So as Thomas stated, AKC will NOT reconize USCA titles, due to JA amendment (prohibits USCA members from belonging to WDA).


----------



## Christopher Smith (Jun 20, 2008)

Edward Egan said:


> *March 15, 2010 AWDF Teleconference minutes*
> Meeting began @ 8:10pm CST
> 
> Wendy Schmidt read a letter sent to UDC from Mr. Doug Ljungren , AVP of Performance Events
> ...


Ed you are as screwed up as Thomas. Thomas did not say " AKC will NOT reconize [sic] USCA titles" he said "with certain judges" and that is untrue. For example, if a person gets their Malinois titled under an USCA judge in an AWMA trial that title is eligible to be recorded by the AKC. Do you understand that?


----------



## susan tuck (Mar 28, 2006)

Ashley Campbell said:


> How do you check to make sure someone isn't lying out their ass on a SchH title? With AKC, I can log in and look at titles earned, but SchH doesn't show up - I'm guessing because it's not AKC sanctioned. I tried this on a dog I know for a fact has a SchH1 and it came up blank other than his health scores for OFA.
> 
> Do the SchH clubs have a database or do you just have to ask for proof or take their word on it? From what I see on Win-Sys it's already put into the system, unlike pedigreedatabase whcih anyone can change.
> 
> Thanks!


As others have stated the best way to verify titles is to see the dog's score book or European pedigree if it's an imported dog, - PERIOD, end of story. I know that when I imported my old dog from The Netherlands he was registered in Holland and his registration and pedigree from there showed all the titles for all the generations on the pedigree. I think Belgian registration pedigrees show the same thing. As far as German Pink Papers, Pink Papers are issued for pups who's parents are Breed Surveyed. Even those who's parents were not Breed Surveyed must still be out of titled parents. It's my understanding the White Papers issued for those pups who's parents were not Breed Surveyed also show the titles for all the dogs shown on the pedigree.

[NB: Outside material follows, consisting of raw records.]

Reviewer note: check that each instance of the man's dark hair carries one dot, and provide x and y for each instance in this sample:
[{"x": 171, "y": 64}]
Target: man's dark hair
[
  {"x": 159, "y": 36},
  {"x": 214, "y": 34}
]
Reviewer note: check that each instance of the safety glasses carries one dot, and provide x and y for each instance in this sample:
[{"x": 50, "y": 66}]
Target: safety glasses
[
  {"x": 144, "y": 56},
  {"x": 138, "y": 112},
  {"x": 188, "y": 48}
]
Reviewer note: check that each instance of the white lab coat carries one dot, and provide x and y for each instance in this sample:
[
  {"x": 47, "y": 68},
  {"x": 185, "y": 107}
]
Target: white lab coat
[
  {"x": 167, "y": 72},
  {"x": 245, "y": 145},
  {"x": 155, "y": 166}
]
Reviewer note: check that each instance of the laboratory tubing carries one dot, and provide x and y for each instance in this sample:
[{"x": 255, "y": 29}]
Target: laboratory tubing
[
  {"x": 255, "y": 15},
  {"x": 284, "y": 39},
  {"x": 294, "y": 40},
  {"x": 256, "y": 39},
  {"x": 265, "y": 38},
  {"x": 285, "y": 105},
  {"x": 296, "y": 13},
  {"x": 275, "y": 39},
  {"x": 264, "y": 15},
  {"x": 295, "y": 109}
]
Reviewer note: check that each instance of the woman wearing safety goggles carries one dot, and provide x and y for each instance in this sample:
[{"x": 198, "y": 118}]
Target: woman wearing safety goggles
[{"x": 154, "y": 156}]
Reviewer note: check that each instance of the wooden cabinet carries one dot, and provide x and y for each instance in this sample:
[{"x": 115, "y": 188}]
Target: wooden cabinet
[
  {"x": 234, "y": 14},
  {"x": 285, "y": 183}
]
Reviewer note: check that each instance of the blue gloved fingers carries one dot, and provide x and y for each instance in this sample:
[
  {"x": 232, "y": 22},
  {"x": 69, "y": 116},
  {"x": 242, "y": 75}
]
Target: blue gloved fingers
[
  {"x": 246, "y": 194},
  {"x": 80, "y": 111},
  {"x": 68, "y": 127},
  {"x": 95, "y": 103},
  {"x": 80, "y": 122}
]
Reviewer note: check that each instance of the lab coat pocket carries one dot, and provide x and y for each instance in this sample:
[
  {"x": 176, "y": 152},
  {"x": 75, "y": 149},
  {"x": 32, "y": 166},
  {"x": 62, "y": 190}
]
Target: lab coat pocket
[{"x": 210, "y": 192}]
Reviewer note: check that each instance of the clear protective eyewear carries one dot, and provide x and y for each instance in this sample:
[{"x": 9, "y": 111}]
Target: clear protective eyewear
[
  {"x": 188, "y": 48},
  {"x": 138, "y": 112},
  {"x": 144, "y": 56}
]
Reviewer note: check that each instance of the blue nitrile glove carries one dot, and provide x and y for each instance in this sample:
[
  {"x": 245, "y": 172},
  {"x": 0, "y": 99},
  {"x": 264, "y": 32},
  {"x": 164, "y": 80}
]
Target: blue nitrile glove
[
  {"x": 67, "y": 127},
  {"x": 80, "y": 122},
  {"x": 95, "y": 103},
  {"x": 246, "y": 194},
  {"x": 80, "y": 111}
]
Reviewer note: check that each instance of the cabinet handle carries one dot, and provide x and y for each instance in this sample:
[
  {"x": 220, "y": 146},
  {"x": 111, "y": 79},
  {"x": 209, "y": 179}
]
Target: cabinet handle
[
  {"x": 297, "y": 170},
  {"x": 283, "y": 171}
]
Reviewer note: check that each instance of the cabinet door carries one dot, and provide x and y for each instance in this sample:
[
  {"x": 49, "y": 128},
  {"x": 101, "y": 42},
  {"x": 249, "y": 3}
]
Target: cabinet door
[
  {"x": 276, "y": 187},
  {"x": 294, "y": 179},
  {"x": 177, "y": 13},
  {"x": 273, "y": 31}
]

As for AKC affixing titles to their pedigrees (for a fee), I personally don't give a damn what AKC affixes or doesn't affix to their pedigrees, (now or ever). I am forced to give them money to register my dog, since they are the only recognized registration organization in the United States, but I don't want to give them one red cent more. I don't give a shit about their pedigree services, and prefer the USA/SV pedigree even over AKC's. I realize AKC pedigrees mean something to some people, but they don't to me as a GSD person, so there it is.


----------



## Christopher Smith (Jun 20, 2008)

Thomas Barriano said:


> Hi Bob,
> 
> There were two Mals entered at the recent Sport Doberman Club of Colorado trial in September. As I understand it the titles earned are eligible to go on the AKC pedigree. The ruling is NOT retroactive, previously earned titles aren't eligible. You'll have to redo the III at a WDA or AWMA or UDC trial
> AKC doesn't recognize titles under UScA judges because UScA
> ...


Thomas you have to be retarded or just spreading misinformation for some devious end.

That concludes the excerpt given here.